特にサファイアを冠にいだいたみやちゃんはアジアンオスカル並みの麗人ぶり。
この王冠、ダイスケ先生がタイから自前で購入してきたそうな・・。
よく頭の大きさがあったな?
主題歌、中毒性がある。
エキサイターの「バチッバチッバチ」並みに、「チカッチカッチカッ」とか 「クルン、クルン」とか日本語ではいまさら作れないだろうリフが効いてます。
珠様の声が、短調で扇情的でぬくもりのある曲風にあってる。
タイ舞踊といえば指先の芸術と言われているそう。
今回みなさん、ちゃんとハンドサイン使った振りになっていて、いつもの手の振りとは違った柔らかさがあって大変美しい。
手指をしなやかにそらしたり、指で輪をつくったりしながら舞い踊ってるのですが、私が試しにやってみたら「金くれ」のジェスチャーか、OKサインにしかならなかった。
指先ひとつにも色気あり、さすがジェンヌさん。
特に美弥ちゃんは、ほぼずっと指の形作ってた。
■結婚式
トップ娘役披露にぴったりの銀橋での結婚式の場面。
本舞台で体をよせあって笑っている娘役さんたちのコーラスが、のどかでゆったりとしていて祝祭ムードを高めてくれる。
黒髪ロングを高めに結って、日焼けした肌に目元くっきりの月娘、とてもなじんでてかわいい。
いいねえ、よかったねえ、さくらちゃん。就任おめでとうございます。
(うちのトップコンビは、この間やっと結婚式をあげましてね・・)
■ムエタイシーン ルンム 若さ
タイの笛・ピーチャワーの、弾けるように好戦的な調べでムエタイの試合開始。
互いに恋人を連れていて、「勝ったら結婚だぜ!」ってよく昭和のボクシング漫画にあった気が。
ムエタイ選手達のスーパーマリオみたいなコミカルな動きが眼に楽しい。振り付けが若央先生と知ってすごい納得。
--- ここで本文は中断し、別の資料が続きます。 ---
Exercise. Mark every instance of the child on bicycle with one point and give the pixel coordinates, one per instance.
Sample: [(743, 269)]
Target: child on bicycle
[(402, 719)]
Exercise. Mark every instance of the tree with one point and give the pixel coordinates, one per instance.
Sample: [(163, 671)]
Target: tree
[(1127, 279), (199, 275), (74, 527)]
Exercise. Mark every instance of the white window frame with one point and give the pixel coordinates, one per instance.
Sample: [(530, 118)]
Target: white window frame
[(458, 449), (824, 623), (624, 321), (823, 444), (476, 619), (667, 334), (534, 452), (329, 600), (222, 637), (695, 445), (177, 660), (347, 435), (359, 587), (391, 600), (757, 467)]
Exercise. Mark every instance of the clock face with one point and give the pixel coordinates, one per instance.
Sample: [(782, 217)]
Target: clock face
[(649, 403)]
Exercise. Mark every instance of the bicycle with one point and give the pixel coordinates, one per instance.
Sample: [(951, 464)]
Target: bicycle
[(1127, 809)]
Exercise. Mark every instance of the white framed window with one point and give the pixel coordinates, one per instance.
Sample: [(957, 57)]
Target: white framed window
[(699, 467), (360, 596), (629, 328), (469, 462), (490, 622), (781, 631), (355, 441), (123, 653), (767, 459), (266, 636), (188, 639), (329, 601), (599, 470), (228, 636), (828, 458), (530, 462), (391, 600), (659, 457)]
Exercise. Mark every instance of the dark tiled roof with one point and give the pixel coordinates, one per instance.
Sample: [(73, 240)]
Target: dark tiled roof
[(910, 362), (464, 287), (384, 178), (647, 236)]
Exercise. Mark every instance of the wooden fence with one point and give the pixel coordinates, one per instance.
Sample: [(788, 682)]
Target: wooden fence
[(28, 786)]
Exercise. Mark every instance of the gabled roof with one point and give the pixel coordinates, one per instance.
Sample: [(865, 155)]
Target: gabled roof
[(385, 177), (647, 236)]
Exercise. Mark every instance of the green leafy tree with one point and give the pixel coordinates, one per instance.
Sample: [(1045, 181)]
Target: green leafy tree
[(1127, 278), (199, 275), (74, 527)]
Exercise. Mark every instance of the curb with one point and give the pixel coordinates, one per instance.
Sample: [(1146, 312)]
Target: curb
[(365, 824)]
これタイトル防衛戦だよね?っていう、やる前から勝利者がわかっちゃうありちゃんと、れいこちゃんのヘタレ感満載が最高だった。
代役のるねちゃんは、薬飲んで劇的に変わるビフォーアフターに説得力があって、とてもキュート。
まあ結論としては、セコンドについてる夏月都さんとさち花さんが誰より強い。
■ブーア蓮
西洋音階の垂直に積み重なっていく旋律と違って、アジアの音楽は、水平に広がっていく感じ。
それこそ川の流れみたいに、たおやかに。
スローテンポに変わり、木琴のような音が、槐が船をたたく音みたいに転がりながら、きらきらと流れていく中、小船が舞台をゆるやかに渡っていく。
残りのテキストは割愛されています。